Researchers found that curcumin, a compound found in turmeric, the Indian spice that gives curry its orange-yellow colour, may block nicotine from activating cancer causing cells in patients with head and neck cancer who continue to smoke or use nicotine products to help them quit. The researchers hope the findings will help to discover additional therapies for preventing and treating cancer.

The study was presented at the 2009 American Academy of Otolaryngology – Head and Neck Surgery Foundation (AAO-HNSF) Annual Meeting & OTO EXPO, that is taking place in San Diego Convention Center in San Diego, California from 4th to 7th October.

Every year, about 40,000 Americans join the list of diagnosed head and neck cancer cases and 13,000 die of the disease. Recurrence of second primary tumors is high because many patients continue to smoke, or they use nicotine replacement therapy to help them quit, after they have been successfully treated for the disease.

Although nicotine is not thought to cause cancer directly, it is known to encourage the formation of cancer cells, said the researchers.

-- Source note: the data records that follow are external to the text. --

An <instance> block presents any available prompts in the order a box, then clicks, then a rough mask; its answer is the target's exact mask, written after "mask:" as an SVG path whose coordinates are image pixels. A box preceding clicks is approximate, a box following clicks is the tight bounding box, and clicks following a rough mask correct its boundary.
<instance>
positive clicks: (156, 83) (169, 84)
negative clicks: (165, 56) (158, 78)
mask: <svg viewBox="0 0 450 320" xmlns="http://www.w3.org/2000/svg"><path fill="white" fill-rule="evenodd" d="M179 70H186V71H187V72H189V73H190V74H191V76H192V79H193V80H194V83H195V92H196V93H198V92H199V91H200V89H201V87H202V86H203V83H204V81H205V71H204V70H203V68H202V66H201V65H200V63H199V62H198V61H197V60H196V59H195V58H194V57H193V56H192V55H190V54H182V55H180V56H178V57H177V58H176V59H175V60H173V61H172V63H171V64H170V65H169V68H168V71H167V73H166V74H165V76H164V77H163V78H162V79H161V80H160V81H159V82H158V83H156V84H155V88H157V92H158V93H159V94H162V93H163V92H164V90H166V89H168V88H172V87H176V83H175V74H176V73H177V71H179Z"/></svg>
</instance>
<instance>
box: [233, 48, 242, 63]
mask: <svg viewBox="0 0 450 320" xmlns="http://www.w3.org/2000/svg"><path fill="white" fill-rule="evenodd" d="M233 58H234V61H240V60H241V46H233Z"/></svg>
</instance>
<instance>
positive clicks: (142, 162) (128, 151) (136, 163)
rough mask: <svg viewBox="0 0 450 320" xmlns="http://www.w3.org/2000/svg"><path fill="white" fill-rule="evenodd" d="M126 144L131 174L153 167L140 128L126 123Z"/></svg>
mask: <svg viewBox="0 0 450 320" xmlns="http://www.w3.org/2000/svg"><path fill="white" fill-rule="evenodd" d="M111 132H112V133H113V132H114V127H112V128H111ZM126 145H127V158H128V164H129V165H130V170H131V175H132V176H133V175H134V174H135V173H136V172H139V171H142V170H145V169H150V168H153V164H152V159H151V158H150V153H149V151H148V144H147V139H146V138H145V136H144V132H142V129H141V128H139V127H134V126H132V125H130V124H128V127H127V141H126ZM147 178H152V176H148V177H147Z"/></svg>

For the study, the researchers mimicked a clinical situation by pre-treating cultured head and neck squamous cell carcinoma cells (HNSCC) with curcumin and then introducing nicotine. The cancer cells came from a variety of head and neck cancer cell lines developed in the lab.

The result showed that the curcumin was able to stop nicotine from activating the Akt/mTOR pathway, which plays a central role in carcinogenesis: the process where normal cells are transformed into cancer cells.

The researchers found fewer downstream targets of the pathway, resulting in fewer gene products involved in cell growth, proliferation, invasion and angiogenesis (production of a blood supply to the tumor).

They said that this is the first study to show that curcumin is an “exciting nutraceutical” (combination of pharmaceutical and nutrition) with “promising chemopreventive effects in HNSCC” by blocking nicotine-induced activation of the Akt/mTOR pathway.

They concluded that:

“A major cause of lethal progression of HNSCC is local regional migration and invasion of malignant cells, and curcumin significantly inhibited the invasive potential through inhibition of the Akt/mTOR pathway in a variety of HNSCC cell lines.”

“Curcumin Inhibits Nicotine-Induced Activation of HNSCC.”
Presenters: Cherie-Ann O. Nathan, Christopher Smelley, Cheryl Clark, Shivang Shah, Youhua Rong.
AAO-HNSF Annual Meeting & OTO EXPO 2009, San Diego.
Scientific Program Poster: General, poster number SP151.